1. Prior to selection as astronauts, applicants should be provided with information to ensure that they understand that they will be asked to volunteer to participate as research subjects during the course of their employment with NASA. Additionally, they should be informed that, as research subjects, they have certain rights, including the right to refuse to participate and the right to withdraw from participation. This information should be presented fairly and objectively to avoid real or perceived coercion.
2. Informed consent and consent forms should be comprehensive and in simple, layman's language and should also address the purpose of the research and the disposition of the data. Research subjects can withdraw consent at any time, including after the commencement of the research.
3. Potential crew members expected to volunteer as human subjects will receive an in-depth briefing of all biomedical experiments, including attendant risks and integrated risks, to obtain informed consent for participation prior to assignment as a crewmember to that flight.
4. Data and results from the research and their significance should be appropriately briefed to the participating crewmembers before publication in the open literature.

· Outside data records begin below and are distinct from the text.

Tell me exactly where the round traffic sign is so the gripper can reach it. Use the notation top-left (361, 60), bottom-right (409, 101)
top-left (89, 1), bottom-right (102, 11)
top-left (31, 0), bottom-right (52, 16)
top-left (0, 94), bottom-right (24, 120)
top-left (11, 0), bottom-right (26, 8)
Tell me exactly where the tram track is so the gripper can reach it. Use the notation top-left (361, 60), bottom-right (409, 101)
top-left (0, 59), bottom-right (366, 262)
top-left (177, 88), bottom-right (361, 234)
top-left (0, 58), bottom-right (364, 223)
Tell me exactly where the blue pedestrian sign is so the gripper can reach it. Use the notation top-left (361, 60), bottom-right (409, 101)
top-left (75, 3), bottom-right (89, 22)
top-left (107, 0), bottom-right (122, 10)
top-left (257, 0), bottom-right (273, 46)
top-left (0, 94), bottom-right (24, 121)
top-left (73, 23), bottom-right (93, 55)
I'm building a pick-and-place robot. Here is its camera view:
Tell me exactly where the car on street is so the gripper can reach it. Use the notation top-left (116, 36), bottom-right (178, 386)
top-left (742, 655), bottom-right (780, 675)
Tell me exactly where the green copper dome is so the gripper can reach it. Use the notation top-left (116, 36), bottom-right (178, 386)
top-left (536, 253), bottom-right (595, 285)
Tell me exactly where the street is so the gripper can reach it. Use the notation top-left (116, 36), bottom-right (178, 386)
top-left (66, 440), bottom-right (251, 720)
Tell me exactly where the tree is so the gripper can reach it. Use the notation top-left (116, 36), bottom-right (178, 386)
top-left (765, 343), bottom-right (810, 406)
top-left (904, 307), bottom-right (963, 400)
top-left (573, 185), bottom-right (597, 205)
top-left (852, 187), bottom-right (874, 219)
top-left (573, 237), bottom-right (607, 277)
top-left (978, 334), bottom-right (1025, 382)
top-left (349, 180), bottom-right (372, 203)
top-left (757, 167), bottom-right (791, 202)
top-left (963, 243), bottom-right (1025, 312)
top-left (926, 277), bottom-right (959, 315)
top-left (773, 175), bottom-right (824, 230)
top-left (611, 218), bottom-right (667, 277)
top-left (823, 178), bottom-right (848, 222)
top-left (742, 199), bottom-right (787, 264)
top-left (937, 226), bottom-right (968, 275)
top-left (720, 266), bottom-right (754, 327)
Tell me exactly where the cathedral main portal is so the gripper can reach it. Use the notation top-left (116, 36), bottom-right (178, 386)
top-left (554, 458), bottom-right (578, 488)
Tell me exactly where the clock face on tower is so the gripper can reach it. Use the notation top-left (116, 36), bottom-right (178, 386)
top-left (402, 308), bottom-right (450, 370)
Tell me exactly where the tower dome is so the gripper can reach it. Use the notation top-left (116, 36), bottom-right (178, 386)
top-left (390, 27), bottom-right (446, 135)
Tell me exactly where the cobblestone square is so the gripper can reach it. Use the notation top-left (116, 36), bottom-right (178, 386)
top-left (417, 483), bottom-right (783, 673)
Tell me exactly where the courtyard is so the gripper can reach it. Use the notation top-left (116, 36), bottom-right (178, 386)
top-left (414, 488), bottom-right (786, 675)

5. Periodic informational and educational briefings on major biomedical findings and their implications from space missions will be provided by the PI or life sciences research personnel to the astronaut corps.
e. Effective date: This guidance is effective with the date of issuance and the signature of the Chief Health and Medical Officer, NASA.
Metrics or measurements of Agency compliance with this policy for the protection of human subjects in NASA research are the following:
1. Percentage of NASA Centers with active MPA and certifying letters on file with the authorized NASA official;
2. Percentage of NASA Centers filing timely MPA's or certifying letters;
3. Number of research proposals reviewed by IRB's;
4. Number of research proposals approved by IRB's;
5. Number of complaints to IRB's;
6. Timeliness of response to complaints, including Headquarters notifications;
7. Number and type of sanctions imposed; and
8. Number of audits conducted and corrective measures adopted.